Re: [net-next v2 v2 1/2] bpf: Add bpf_current_task_in_cgroup helper

Daniel Borkmann Wed, 10 Aug 2016 13:39:18 -0700

On 08/10/2016 06:40 AM, Sargun Dhillon wrote:

On Tue, Aug 09, 2016 at 08:52:01PM -0700, Alexei Starovoitov wrote:

On Tue, Aug 09, 2016 at 08:40:05PM -0700, Sargun Dhillon wrote:

On Tue, Aug 09, 2016 at 08:27:32PM -0700, Alexei Starovoitov wrote:

On Tue, Aug 09, 2016 at 06:26:37PM -0700, Sargun Dhillon wrote:

On Tue, Aug 09, 2016 at 06:02:34PM -0700, Alexei Starovoitov wrote:

On Tue, Aug 09, 2016 at 05:55:26PM -0700, Sargun Dhillon wrote:

On Tue, Aug 09, 2016 at 05:23:50PM -0700, Alexei Starovoitov wrote:

On Tue, Aug 09, 2016 at 05:00:12PM -0700, Sargun Dhillon wrote:

This adds a bpf helper that's similar to the skb_in_cgroup helper to check
whether the probe is currently executing in the context of a specific
subset of the cgroupsv2 hierarchy. It does this based on membership test
for a cgroup arraymap. It is invalid to call this in an interrupt, and
it'll return an error. The helper is primarily to be used in debugging
activities for containers, where you may have multiple programs running in
a given top-level "container".


This patch also genericizes some of the arraymap fetching logic between the
skb_in_cgroup helper and this new helper.

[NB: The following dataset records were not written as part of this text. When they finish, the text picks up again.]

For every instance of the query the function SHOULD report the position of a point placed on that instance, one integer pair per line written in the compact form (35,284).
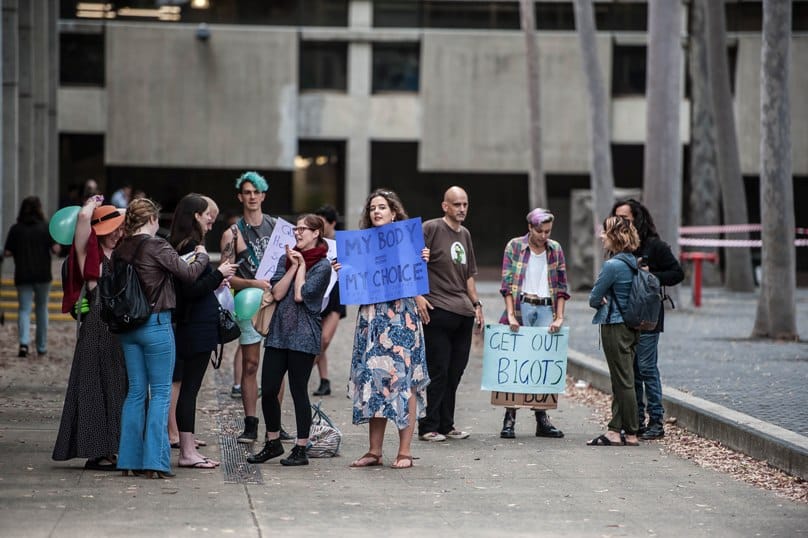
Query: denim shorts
(248,333)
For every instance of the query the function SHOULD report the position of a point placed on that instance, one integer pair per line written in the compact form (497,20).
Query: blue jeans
(38,293)
(536,315)
(150,353)
(646,378)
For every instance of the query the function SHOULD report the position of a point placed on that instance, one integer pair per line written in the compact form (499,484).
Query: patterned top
(514,266)
(298,326)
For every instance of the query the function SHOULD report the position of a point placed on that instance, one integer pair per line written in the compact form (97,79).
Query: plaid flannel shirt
(514,266)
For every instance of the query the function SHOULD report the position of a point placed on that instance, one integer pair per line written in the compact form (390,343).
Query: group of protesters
(131,397)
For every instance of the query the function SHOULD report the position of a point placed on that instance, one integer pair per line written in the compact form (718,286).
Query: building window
(628,70)
(395,67)
(323,65)
(263,12)
(629,17)
(81,59)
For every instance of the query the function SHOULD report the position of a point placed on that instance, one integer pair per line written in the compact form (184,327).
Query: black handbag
(228,331)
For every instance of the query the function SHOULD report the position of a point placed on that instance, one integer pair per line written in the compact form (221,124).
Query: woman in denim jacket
(619,341)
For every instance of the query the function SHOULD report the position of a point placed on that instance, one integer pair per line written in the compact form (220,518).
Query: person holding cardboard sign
(534,286)
(388,367)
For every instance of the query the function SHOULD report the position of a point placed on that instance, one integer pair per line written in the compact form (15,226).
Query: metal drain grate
(234,460)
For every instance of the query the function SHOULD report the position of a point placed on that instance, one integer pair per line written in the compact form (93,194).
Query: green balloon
(63,224)
(247,302)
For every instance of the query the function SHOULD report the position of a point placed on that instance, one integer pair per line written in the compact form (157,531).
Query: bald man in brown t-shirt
(450,312)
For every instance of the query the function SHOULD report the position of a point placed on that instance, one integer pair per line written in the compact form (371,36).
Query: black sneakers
(507,424)
(655,430)
(324,389)
(272,449)
(296,457)
(250,430)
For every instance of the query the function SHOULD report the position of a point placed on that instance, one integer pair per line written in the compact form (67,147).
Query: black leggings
(192,372)
(276,363)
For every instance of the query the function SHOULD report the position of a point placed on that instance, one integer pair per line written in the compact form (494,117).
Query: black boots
(508,424)
(544,428)
(296,457)
(250,430)
(324,389)
(272,449)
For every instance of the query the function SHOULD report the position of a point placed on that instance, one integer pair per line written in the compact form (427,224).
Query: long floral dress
(91,417)
(388,365)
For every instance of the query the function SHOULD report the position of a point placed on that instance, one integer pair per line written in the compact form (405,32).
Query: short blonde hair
(138,213)
(622,235)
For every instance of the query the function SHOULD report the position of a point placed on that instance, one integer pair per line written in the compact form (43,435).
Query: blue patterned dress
(389,363)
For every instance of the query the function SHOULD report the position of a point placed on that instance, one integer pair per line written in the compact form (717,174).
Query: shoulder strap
(253,258)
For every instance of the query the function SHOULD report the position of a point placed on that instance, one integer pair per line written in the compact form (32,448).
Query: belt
(537,301)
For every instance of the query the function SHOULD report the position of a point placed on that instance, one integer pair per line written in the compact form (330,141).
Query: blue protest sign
(531,361)
(382,263)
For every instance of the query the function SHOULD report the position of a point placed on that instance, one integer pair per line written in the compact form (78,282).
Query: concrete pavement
(482,486)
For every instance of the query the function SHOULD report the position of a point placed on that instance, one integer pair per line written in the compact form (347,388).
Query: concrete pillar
(357,178)
(9,184)
(40,181)
(25,57)
(53,89)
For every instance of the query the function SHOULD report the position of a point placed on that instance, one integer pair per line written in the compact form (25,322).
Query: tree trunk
(738,271)
(777,309)
(600,162)
(537,189)
(662,182)
(705,193)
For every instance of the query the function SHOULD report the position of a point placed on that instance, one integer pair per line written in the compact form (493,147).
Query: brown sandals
(402,458)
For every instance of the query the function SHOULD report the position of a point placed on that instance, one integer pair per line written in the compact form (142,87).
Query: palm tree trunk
(705,193)
(600,163)
(537,189)
(777,310)
(738,274)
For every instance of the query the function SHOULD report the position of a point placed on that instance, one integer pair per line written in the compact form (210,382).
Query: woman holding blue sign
(613,284)
(534,286)
(388,368)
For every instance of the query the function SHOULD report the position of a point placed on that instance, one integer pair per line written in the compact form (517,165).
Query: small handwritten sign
(382,263)
(531,361)
(282,235)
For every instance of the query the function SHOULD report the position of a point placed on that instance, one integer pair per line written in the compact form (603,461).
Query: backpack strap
(253,258)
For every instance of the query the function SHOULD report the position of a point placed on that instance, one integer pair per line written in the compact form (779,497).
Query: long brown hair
(392,200)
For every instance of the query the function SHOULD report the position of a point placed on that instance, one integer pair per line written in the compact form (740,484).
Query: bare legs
(376,429)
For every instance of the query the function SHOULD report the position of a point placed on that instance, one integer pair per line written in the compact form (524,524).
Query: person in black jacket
(196,318)
(656,256)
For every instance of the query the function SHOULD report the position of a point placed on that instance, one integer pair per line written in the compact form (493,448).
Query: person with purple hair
(534,286)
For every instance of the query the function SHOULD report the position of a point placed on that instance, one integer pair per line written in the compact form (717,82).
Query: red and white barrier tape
(729,229)
(744,243)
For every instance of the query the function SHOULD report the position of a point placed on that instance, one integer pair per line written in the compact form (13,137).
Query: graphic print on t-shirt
(458,253)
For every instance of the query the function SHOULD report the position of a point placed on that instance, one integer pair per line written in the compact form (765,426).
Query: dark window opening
(396,67)
(81,59)
(323,65)
(628,70)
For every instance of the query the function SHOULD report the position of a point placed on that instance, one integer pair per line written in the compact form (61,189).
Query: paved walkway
(483,486)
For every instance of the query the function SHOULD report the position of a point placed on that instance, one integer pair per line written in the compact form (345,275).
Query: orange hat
(106,219)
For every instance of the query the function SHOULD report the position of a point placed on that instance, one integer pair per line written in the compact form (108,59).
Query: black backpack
(124,306)
(644,300)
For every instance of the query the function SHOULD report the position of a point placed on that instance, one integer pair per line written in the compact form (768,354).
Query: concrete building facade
(329,108)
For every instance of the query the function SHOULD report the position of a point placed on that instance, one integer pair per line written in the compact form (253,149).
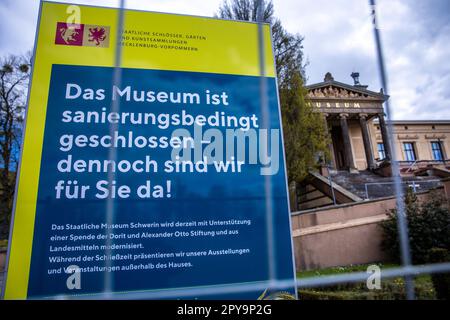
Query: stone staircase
(368,185)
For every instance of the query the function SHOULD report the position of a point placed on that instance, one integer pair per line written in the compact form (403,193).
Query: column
(349,163)
(330,145)
(384,136)
(366,141)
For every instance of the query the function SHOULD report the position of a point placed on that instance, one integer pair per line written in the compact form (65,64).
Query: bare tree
(14,79)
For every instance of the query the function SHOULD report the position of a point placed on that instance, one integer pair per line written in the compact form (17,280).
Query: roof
(360,89)
(413,122)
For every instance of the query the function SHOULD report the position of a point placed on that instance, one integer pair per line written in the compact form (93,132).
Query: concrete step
(368,185)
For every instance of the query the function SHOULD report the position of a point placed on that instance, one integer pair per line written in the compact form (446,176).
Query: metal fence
(406,270)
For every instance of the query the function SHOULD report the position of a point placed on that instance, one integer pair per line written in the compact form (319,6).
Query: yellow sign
(70,35)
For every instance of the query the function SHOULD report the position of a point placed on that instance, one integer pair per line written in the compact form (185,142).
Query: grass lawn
(391,289)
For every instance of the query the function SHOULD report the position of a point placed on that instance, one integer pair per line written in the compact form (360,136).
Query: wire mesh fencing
(397,187)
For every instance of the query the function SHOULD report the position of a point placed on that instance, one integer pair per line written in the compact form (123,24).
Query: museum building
(360,160)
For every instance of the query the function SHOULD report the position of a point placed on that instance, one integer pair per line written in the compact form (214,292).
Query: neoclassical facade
(354,117)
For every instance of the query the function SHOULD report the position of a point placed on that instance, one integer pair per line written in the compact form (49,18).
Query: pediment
(336,90)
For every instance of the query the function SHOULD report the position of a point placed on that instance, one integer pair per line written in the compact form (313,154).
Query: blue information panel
(169,183)
(177,223)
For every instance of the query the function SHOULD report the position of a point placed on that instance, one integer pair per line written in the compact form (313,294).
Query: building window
(381,151)
(436,149)
(410,154)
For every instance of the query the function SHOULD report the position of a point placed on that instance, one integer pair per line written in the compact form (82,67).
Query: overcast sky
(338,39)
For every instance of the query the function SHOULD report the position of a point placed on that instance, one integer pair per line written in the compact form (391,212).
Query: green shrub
(3,244)
(428,226)
(441,282)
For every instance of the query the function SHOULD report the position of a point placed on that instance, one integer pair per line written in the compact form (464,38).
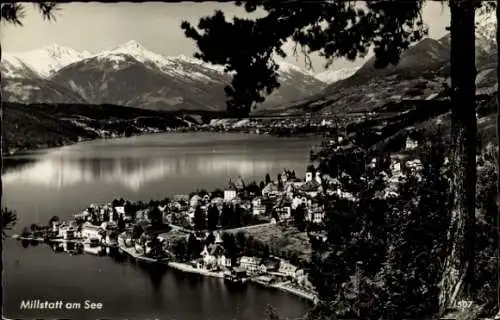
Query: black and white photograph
(250,160)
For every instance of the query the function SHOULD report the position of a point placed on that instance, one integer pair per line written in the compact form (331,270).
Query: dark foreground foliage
(381,256)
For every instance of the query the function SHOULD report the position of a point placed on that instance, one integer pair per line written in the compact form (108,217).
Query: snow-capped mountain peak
(131,47)
(47,60)
(331,76)
(486,24)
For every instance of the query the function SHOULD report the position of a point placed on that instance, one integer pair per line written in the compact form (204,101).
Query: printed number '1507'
(464,305)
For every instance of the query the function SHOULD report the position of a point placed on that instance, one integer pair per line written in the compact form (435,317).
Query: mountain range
(131,75)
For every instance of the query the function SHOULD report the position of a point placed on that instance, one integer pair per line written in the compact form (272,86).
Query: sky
(95,26)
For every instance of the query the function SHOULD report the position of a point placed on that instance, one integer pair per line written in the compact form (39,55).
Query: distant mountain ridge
(133,76)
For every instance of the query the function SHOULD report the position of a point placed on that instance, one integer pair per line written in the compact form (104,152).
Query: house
(206,199)
(55,226)
(218,201)
(90,231)
(195,201)
(230,192)
(287,268)
(120,210)
(250,264)
(257,206)
(270,190)
(218,238)
(317,178)
(315,214)
(213,256)
(311,188)
(67,232)
(271,264)
(411,144)
(284,213)
(309,176)
(239,184)
(141,214)
(297,201)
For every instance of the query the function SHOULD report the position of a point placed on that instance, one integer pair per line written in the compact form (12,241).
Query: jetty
(187,268)
(141,257)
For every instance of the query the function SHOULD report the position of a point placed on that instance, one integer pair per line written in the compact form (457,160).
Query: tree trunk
(498,151)
(458,268)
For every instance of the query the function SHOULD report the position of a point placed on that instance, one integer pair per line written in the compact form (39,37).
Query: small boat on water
(236,276)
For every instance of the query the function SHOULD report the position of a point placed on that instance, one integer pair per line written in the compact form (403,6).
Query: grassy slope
(42,125)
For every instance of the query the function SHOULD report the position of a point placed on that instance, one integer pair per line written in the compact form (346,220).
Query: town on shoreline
(235,233)
(203,232)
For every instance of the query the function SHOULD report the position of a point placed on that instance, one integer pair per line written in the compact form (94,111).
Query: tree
(52,220)
(262,185)
(210,239)
(226,215)
(194,247)
(299,217)
(339,28)
(121,223)
(458,274)
(199,218)
(13,12)
(212,217)
(379,24)
(253,188)
(137,231)
(9,219)
(268,179)
(155,216)
(180,249)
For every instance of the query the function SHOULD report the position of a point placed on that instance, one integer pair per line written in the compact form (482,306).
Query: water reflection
(133,173)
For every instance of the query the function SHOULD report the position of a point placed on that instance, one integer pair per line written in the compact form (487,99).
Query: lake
(63,181)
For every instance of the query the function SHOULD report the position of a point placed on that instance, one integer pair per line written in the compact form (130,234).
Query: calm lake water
(63,181)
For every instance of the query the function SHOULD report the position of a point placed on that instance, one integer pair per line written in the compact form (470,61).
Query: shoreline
(10,153)
(186,268)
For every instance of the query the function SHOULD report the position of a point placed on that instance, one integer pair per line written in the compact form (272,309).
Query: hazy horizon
(95,27)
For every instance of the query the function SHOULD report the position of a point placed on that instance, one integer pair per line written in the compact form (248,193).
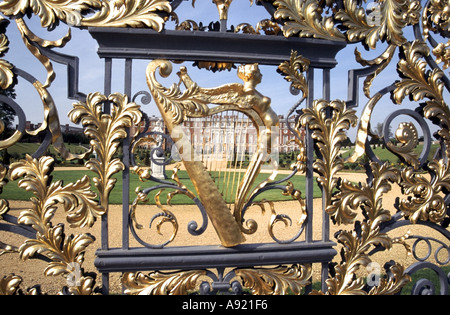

Signed-off-by: Sargun Dhillon <[email protected]>
Cc: Alexei Starovoitov <[email protected]>
Cc: Daniel Borkmann <[email protected]>
---
  include/linux/bpf.h      | 24 ++++++++++++++++++++++++
  include/uapi/linux/bpf.h | 11 +++++++++++
  kernel/bpf/arraymap.c    |  2 +-
  kernel/bpf/verifier.c    |  4 +++-
  kernel/trace/bpf_trace.c | 34 ++++++++++++++++++++++++++++++++++
  net/core/filter.c        | 11 ++++-------
  6 files changed, 77 insertions(+), 9 deletions(-)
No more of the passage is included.